All options are exposed in a simple manner:

```py
import htmd

# Simple conversion with default options
markdown = htmd.convert_html("<h1>Hello World</h1>")
print(markdown)  # "# Hello World"

# Using custom options
options = htmd.Options()
options.heading_style = htmd.HeadingStyle.SETEX
options.bullet_list_marker = htmd.BulletListMarker.DASH
markdown = htmd.convert_html("<h1>Hello World</h1><ul><li>Item 1</li></ul>", options)
print(markdown)

# Skip specific HTML tags
options = htmd.create_options_with_skip_tags(["script", "style"])
markdown = htmd.convert_html("<h1>Hello</h1><script>alert('Hi');</script>", options)
print(markdown)  # "# Hello" (script tag is skipped)
```

Refer to the [htmd docs](https://docs.rs/htmd/latest/htmd/options/struct.Options.html) for all available options.

### Available Constants

The module provides enumeration-like objects for all option values:

```python
import htmd

# HeadingStyle
htmd.HeadingStyle.ATX       # "atx"
htmd.HeadingStyle.SETEX     # "setex"

# HrStyle
htmd.HrStyle.DASHES         # "dashes"
htmd.HrStyle.ASTERISKS      # "asterisks"
htmd.HrStyle.UNDERSCORES    # "underscores"

# BrStyle
htmd.BrStyle.TWO_SPACES     # "two_spaces"
htmd.BrStyle.BACKSLASH      # "backslash"

# LinkStyle
htmd.LinkStyle.INLINED                   # "inlined"
htmd.LinkStyle.INLINED_PREFER_AUTOLINKS  # "inlined_prefer_autolinks"
htmd.LinkStyle.REFERENCED                # "referenced"

# LinkReferenceStyle
htmd.LinkReferenceStyle.FULL       # "full"
htmd.LinkReferenceStyle.COLLAPSED  # "collapsed"
htmd.LinkReferenceStyle.SHORTCUT   # "shortcut"

# CodeBlockStyle
htmd.CodeBlockStyle.INDENTED  # "indented"
htmd.CodeBlockStyle.FENCED    # "fenced"

# CodeBlockFence
htmd.CodeBlockFence.TILDES    # "tildes"
htmd.CodeBlockFence.BACKTICKS # "backticks"

# BulletListMarker
htmd.BulletListMarker.ASTERISK  # "asterisk"
htmd.BulletListMarker.DASH      # "dash"

# TranslationMode
htmd.TranslationMode.PURE       # "pure"
htmd.TranslationMode.FAITHFUL   # "faithful"
```

`ul_bullet_spacing` and `ol_number_spacing` are plain integers rather than enum-like constants — any value in the `u8` range (0–255) is valid.

## Benchmarks

Tested with small (12 lines) and medium (1000 lines) markdown strings

- vs. [markdownify](https://pypi.org/project/markdownify): 10x (S) - 30x (M) faster

## Contributing

Maintained by [lmmx](https://github.com/lmmx).
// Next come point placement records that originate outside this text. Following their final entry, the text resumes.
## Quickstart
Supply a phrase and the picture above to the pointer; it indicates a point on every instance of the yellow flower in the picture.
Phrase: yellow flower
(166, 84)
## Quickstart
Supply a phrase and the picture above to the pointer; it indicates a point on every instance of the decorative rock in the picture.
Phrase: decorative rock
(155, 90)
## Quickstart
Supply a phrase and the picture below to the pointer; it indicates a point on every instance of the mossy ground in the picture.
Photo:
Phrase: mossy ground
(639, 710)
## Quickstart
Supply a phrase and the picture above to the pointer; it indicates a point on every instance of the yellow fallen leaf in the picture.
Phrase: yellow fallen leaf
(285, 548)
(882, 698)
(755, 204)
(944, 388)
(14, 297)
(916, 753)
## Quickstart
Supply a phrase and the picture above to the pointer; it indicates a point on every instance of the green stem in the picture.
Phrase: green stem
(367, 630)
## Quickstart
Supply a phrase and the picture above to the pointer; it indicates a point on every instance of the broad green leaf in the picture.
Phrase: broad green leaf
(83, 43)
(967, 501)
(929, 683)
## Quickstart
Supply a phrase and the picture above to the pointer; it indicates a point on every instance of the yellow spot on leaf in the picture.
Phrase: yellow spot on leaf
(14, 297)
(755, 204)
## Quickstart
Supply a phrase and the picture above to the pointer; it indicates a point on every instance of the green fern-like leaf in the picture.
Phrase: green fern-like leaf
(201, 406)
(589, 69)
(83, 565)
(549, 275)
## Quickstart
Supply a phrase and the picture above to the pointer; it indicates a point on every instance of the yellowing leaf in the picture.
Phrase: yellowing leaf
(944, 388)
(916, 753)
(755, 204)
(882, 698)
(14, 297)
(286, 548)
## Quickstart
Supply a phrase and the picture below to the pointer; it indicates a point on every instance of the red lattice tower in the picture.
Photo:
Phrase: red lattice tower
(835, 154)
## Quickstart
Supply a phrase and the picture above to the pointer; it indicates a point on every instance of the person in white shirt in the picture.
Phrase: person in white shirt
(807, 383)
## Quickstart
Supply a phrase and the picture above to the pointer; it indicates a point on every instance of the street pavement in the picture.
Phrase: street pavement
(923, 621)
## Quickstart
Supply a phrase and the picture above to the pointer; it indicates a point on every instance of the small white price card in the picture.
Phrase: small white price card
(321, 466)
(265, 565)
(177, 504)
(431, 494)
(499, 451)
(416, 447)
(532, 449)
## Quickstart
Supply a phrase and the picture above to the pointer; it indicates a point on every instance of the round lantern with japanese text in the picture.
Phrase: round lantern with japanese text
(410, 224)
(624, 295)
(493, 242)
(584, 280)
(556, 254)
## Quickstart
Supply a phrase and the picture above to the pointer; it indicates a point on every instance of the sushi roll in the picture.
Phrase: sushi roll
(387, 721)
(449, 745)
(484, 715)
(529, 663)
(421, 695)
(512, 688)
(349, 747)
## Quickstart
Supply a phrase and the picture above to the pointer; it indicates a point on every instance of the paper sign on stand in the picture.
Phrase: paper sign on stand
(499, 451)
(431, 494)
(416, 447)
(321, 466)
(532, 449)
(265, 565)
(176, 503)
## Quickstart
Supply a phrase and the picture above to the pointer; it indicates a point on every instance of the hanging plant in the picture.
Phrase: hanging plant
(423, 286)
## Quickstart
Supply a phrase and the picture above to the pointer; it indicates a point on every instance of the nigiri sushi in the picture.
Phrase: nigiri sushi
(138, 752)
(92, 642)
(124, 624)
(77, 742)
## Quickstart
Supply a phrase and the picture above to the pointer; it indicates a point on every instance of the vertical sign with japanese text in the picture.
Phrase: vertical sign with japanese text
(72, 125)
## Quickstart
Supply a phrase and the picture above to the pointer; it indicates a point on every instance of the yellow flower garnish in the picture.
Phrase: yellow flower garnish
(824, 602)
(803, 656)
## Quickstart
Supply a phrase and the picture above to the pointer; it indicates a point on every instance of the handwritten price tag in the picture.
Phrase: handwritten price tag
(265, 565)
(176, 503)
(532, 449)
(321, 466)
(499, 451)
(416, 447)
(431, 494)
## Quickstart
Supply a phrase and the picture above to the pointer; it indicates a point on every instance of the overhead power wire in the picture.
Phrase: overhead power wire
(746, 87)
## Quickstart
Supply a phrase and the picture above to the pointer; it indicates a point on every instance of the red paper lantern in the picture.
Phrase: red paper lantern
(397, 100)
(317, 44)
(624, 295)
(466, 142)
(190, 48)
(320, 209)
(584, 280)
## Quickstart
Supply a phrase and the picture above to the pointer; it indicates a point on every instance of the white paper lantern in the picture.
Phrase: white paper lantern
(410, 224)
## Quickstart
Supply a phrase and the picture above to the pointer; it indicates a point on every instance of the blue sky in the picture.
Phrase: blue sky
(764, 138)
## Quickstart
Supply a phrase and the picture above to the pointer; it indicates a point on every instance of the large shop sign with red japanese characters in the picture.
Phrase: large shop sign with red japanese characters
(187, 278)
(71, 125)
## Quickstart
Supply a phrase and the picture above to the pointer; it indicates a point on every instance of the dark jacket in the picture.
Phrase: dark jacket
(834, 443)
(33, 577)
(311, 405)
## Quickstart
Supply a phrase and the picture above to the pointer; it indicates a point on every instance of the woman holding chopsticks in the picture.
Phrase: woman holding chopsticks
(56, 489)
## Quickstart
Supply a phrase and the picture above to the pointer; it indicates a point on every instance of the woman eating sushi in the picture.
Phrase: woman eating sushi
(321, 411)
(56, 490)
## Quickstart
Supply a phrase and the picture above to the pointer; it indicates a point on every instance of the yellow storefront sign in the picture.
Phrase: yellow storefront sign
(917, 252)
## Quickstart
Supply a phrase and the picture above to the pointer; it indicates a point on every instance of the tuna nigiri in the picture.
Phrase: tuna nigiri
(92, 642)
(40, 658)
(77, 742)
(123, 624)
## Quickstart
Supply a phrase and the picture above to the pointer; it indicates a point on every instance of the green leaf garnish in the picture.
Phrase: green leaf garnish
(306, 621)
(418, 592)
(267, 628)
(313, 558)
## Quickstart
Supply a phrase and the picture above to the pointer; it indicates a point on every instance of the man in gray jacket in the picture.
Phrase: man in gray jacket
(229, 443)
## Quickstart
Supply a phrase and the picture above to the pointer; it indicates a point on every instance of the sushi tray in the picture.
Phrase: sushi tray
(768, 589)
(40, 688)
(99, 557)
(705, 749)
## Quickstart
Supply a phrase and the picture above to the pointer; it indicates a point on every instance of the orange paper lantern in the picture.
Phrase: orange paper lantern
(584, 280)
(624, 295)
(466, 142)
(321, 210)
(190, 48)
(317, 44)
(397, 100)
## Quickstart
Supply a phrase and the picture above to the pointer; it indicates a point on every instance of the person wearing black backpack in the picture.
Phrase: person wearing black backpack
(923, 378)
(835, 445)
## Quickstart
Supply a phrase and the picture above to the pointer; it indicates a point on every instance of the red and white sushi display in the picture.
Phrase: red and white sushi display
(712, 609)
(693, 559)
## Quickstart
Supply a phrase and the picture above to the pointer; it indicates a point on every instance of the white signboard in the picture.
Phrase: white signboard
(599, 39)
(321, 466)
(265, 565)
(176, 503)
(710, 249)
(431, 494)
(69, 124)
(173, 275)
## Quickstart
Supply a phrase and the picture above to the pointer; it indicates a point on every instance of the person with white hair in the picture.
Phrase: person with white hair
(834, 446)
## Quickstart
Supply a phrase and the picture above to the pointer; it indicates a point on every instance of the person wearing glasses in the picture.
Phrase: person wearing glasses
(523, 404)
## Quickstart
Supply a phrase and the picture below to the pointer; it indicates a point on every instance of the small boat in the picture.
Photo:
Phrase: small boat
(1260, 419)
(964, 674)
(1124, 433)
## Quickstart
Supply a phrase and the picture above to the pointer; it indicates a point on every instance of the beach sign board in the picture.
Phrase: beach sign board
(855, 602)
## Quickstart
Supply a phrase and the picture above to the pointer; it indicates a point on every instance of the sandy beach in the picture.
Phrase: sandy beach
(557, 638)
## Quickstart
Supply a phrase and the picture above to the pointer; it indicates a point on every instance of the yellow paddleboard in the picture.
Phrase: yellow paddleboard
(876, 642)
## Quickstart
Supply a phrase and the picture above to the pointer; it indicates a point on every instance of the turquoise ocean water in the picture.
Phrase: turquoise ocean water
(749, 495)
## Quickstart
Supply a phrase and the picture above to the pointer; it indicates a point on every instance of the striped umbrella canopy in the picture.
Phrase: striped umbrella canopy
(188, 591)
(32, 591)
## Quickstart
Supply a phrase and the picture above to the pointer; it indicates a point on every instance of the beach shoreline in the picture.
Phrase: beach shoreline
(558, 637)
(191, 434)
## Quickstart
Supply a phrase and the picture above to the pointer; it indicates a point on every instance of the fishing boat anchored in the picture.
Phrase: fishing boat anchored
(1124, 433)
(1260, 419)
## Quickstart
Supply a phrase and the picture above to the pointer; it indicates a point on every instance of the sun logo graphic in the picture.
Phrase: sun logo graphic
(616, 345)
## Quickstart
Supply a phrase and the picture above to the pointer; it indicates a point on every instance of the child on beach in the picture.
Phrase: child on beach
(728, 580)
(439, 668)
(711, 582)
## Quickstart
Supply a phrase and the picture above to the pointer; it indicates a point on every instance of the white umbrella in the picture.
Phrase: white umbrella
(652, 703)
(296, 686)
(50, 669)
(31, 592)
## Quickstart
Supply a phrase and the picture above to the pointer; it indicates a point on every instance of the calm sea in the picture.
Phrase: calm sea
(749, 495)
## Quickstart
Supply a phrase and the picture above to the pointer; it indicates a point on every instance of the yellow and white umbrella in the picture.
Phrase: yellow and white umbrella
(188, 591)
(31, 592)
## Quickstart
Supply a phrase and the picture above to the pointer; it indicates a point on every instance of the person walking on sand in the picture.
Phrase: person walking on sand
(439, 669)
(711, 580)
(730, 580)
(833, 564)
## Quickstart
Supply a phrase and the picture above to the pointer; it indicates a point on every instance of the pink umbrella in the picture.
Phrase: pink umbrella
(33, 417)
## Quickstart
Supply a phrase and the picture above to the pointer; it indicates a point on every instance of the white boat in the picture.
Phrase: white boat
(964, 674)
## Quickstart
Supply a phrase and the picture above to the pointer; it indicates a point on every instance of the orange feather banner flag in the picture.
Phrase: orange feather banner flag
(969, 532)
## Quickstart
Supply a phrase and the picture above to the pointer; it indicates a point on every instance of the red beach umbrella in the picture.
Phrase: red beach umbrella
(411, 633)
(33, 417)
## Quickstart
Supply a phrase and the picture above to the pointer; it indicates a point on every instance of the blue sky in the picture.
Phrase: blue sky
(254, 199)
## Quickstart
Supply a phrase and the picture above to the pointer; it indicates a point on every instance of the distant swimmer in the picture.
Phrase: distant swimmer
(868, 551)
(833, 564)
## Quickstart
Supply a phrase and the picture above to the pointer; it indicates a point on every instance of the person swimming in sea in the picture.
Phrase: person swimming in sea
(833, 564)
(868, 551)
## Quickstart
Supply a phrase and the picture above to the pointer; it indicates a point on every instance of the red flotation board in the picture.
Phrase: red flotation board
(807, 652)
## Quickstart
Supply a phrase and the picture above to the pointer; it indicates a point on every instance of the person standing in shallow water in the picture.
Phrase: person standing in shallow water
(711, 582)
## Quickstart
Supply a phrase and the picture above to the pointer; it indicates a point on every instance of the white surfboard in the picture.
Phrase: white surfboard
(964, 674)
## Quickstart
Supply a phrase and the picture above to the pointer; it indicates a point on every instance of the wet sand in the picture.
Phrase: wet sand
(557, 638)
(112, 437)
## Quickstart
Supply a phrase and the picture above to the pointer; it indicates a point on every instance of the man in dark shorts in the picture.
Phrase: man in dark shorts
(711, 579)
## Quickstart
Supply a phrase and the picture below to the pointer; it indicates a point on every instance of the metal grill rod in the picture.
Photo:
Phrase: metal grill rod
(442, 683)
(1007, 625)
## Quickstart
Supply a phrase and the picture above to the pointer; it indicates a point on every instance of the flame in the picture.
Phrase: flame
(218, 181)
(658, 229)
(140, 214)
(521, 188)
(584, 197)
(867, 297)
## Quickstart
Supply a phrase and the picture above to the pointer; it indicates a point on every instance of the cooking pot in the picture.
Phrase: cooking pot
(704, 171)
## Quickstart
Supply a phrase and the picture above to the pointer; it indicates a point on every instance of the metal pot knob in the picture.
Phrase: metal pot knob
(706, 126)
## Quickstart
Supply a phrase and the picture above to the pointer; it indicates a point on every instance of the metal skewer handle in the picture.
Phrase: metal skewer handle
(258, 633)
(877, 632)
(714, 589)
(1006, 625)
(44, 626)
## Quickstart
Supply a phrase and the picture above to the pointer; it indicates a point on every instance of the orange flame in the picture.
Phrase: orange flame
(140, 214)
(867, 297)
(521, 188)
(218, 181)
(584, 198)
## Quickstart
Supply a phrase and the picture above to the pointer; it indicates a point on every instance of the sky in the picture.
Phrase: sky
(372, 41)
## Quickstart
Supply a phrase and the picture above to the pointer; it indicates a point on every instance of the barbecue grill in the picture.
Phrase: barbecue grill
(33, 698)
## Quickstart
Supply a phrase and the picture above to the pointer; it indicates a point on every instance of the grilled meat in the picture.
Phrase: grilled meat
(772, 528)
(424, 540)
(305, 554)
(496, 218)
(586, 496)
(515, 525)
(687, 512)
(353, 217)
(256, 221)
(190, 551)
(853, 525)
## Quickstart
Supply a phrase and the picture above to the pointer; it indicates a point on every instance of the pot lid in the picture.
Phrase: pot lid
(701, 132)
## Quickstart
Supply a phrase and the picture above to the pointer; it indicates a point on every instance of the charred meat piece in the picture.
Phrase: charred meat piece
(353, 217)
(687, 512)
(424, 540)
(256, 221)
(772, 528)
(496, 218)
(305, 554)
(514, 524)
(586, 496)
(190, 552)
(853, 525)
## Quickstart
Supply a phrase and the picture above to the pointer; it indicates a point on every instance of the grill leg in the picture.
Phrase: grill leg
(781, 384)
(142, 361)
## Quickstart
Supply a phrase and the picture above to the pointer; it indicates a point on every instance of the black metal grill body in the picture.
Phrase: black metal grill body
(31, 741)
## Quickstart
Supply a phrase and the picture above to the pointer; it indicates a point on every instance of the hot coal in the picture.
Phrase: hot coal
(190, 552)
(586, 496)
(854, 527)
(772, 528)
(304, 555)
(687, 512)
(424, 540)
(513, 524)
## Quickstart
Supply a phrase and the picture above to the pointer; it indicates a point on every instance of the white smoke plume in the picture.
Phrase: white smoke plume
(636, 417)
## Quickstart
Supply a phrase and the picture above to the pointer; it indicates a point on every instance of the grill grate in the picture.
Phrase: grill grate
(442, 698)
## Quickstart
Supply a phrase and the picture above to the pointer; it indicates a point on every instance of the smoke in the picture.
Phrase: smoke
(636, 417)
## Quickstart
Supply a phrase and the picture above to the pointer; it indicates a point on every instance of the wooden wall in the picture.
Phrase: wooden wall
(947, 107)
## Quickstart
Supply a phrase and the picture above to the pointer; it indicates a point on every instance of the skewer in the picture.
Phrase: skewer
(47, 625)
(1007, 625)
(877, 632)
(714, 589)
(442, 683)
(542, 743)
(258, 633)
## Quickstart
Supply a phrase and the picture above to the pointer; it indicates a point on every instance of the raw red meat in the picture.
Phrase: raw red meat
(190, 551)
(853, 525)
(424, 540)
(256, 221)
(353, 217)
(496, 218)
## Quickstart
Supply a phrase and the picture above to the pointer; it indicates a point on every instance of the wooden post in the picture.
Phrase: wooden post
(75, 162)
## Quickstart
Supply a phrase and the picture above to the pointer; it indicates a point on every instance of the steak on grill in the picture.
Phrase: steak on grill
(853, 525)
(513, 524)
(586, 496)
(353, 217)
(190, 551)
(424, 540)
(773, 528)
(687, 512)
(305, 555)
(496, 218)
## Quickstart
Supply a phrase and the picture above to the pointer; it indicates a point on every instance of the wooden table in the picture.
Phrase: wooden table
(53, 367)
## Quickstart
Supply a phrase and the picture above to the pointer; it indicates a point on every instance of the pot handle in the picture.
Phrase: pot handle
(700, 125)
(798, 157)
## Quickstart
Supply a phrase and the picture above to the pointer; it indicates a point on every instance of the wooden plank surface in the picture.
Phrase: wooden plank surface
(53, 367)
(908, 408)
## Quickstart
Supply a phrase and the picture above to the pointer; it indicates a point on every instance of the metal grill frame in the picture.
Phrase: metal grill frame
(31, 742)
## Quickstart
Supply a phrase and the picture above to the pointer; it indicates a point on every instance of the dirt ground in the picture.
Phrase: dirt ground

Contributions welcome!

1. **Issues & Discussions**: Please open a GitHub issue or discussion for bugs, feature requests, or questions.
2. **Pull Requests**: PRs are welcome!
   - Install the dev extra (e.g. with [uv](https://docs.astral.sh/uv/): `uv pip install -e .[dev]`)
   - Run tests (when available) and include updates to docs or examples if relevant.
   - If reporting a bug, please include the version and the error message/traceback if available.

## Credits

- [htmd](https://github.com/letmutex/htmd) - The underlying Rust library
- Inspired by [comrak](https://github.com/lmmx/comrak) - Python bindings for Comrak, a fast Markdown to HTML converter.

## License

Licensed under the Apache License, Version 2.0.